- The Negotiable Instruments (Amendment) Bill, 2015 was introduced in the Lok Sabha on May 6, 2015. The Bill seeks to amend the Negotiable Instruments Act, 1881. The Act defines promissory notes, bills of exchange, cheques and creates penalties for issues such as bouncing of cheques.
- The Act specifies circumstances under which complaints for cheque bouncing can be filed. However, the Act does not specify the territorial jurisdiction of the courts where such a complaint is to be filed.
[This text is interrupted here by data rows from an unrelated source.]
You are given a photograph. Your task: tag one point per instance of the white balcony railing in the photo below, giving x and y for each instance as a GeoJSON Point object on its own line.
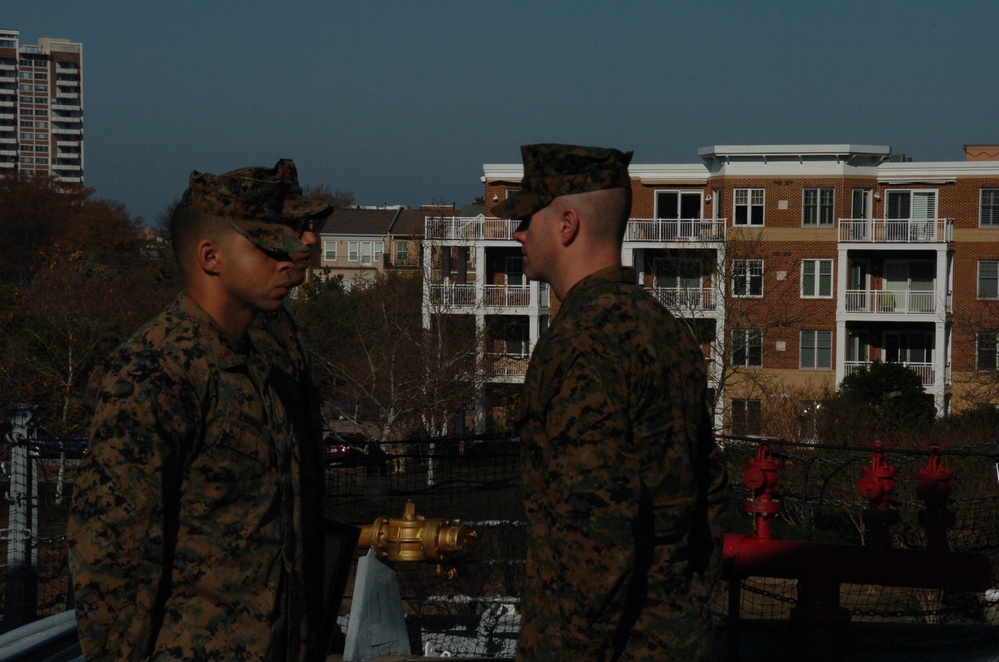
{"type": "Point", "coordinates": [681, 300]}
{"type": "Point", "coordinates": [926, 371]}
{"type": "Point", "coordinates": [507, 295]}
{"type": "Point", "coordinates": [452, 295]}
{"type": "Point", "coordinates": [888, 301]}
{"type": "Point", "coordinates": [469, 228]}
{"type": "Point", "coordinates": [661, 230]}
{"type": "Point", "coordinates": [896, 231]}
{"type": "Point", "coordinates": [506, 365]}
The Bill amends the Act to state that cases of bouncing of cheques can be filed only in a court in whose jurisdiction the bank branch of the payee (person who receives the cheque) lies.
- If a complaint against a person issuing a cheque has been filed in the court with the appropriate jurisdiction, then all subsequent complaints against that person will be filed in the same court, irrespective of the relevant jurisdiction area.
- If more than one case is filed against the same person before different courts, the case will be transferred to the court with the appropriate jurisdiction.
- The Bills also amends the definition of ‘cheque in the electronic form’. Under the Act, it was defined as a cheque containing the exact mirror image of a paper cheque and generated in a secure system using a digital signature. The definition has been amended to mean a cheque drawn in electronic medium using any computer resource and which is signed in a secure system with a digital signature, or electronic system.